Assessment of Gold Bio-Functionalization for Wide-Interface Biosensing Platforms

Publication year: 2020
Authors: Sarcina L. 1,Torsi L. 123, Picca R.A. 12, Manoli K. 12*, Macchia E. 3
Affiliations:
1 - Dipartimento di Chimica, Università degli Studi di Bari Aldo Moro, 70125 Bari, Italy
2 - CSGI (Centre for Colloid and Surface Science), Department of Chemistry, 70125 Bari, Italy
3 - The Faculty of Science and Engineering, Åbo Akademi University, FI-20500 Turku, Finland

 

Published in: Sensors, 2020, Vol. 20, p. 3678
doi: 10.3390/s20133678

The continuous improvement of the technical potential of bioelectronic devices for biosensing applications will provide clinicians with a reliable tool for biomarker quantification down to the single molecule.

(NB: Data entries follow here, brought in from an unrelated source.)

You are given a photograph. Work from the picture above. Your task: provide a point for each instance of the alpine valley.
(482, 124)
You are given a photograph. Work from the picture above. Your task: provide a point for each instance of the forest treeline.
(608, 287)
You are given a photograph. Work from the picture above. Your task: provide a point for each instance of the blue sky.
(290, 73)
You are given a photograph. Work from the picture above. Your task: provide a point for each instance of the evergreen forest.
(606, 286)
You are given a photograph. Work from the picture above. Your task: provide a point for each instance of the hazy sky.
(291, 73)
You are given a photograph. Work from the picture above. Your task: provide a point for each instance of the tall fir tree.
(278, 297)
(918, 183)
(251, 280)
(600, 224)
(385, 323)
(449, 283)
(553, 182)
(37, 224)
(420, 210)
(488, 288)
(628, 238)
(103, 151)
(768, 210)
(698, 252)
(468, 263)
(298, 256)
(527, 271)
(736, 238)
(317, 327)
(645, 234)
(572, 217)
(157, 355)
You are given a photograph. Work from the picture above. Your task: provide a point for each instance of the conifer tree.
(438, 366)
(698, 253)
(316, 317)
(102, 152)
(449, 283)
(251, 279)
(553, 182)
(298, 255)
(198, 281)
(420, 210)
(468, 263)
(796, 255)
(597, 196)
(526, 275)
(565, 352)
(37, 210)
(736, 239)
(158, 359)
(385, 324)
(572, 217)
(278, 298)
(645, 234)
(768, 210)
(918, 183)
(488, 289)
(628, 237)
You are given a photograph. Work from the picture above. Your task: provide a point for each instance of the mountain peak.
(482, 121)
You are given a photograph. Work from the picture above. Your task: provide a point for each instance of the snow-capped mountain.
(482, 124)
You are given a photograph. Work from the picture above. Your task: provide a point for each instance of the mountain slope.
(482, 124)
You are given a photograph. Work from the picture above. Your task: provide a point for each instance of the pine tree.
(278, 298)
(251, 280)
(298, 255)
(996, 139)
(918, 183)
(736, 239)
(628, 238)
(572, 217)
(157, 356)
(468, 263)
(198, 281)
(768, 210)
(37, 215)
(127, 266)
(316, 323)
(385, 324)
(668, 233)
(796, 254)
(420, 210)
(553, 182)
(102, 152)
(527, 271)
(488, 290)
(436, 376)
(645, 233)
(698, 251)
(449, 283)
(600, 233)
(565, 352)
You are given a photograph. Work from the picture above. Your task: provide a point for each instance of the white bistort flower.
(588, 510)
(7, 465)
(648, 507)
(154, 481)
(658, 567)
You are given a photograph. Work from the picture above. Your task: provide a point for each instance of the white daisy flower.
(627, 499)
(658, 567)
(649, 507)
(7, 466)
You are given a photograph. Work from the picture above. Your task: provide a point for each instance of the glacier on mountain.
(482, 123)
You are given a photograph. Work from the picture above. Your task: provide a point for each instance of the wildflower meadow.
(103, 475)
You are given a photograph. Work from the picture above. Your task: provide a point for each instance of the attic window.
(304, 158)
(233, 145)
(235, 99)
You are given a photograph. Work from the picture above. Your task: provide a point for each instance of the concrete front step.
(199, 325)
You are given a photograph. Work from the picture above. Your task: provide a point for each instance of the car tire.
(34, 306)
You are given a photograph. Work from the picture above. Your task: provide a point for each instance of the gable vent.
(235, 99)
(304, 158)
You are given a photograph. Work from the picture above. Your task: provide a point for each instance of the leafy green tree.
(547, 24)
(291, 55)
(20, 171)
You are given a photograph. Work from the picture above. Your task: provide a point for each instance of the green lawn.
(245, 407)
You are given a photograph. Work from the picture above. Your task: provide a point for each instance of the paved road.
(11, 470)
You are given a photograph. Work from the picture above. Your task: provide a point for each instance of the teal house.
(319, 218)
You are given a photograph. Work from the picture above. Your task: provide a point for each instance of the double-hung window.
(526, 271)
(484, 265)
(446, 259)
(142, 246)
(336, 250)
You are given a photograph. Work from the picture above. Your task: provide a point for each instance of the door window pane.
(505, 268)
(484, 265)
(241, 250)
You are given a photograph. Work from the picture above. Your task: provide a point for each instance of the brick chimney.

Eventually, physicians will be able to identify the very moment at which the illness state begins, with a terrific impact on the quality of life along with a reduction of health care expenses. However, in clinical practice, to gather enough information to formulate a diagnosis, multiple biomarkers are normally quantified from the same biological sample simultaneously. Therefore, it is critically important to translate lab-based bioelectronic devices based on electrolyte gated thin-film transistor technology into a cost-effective portable multiplexing array prototype. In this perspective, the assessment of cost-effective manufacturability represents a crucial step, with specific regard to the optimization of the bio-functionalization protocol of the transistor gate module. Hence, we have assessed, using surface plasmon resonance technique, a sustainable and reliable cost-effective process to successfully bio-functionalize a gold surface, suitable as gate electrode for wide-field bioelectronic sensors. The bio-functionalization process herein investigated allows to reduce the biorecognition element concentration to one-tenth, drastically impacting the manufacturing costs while retaining high analytical performance.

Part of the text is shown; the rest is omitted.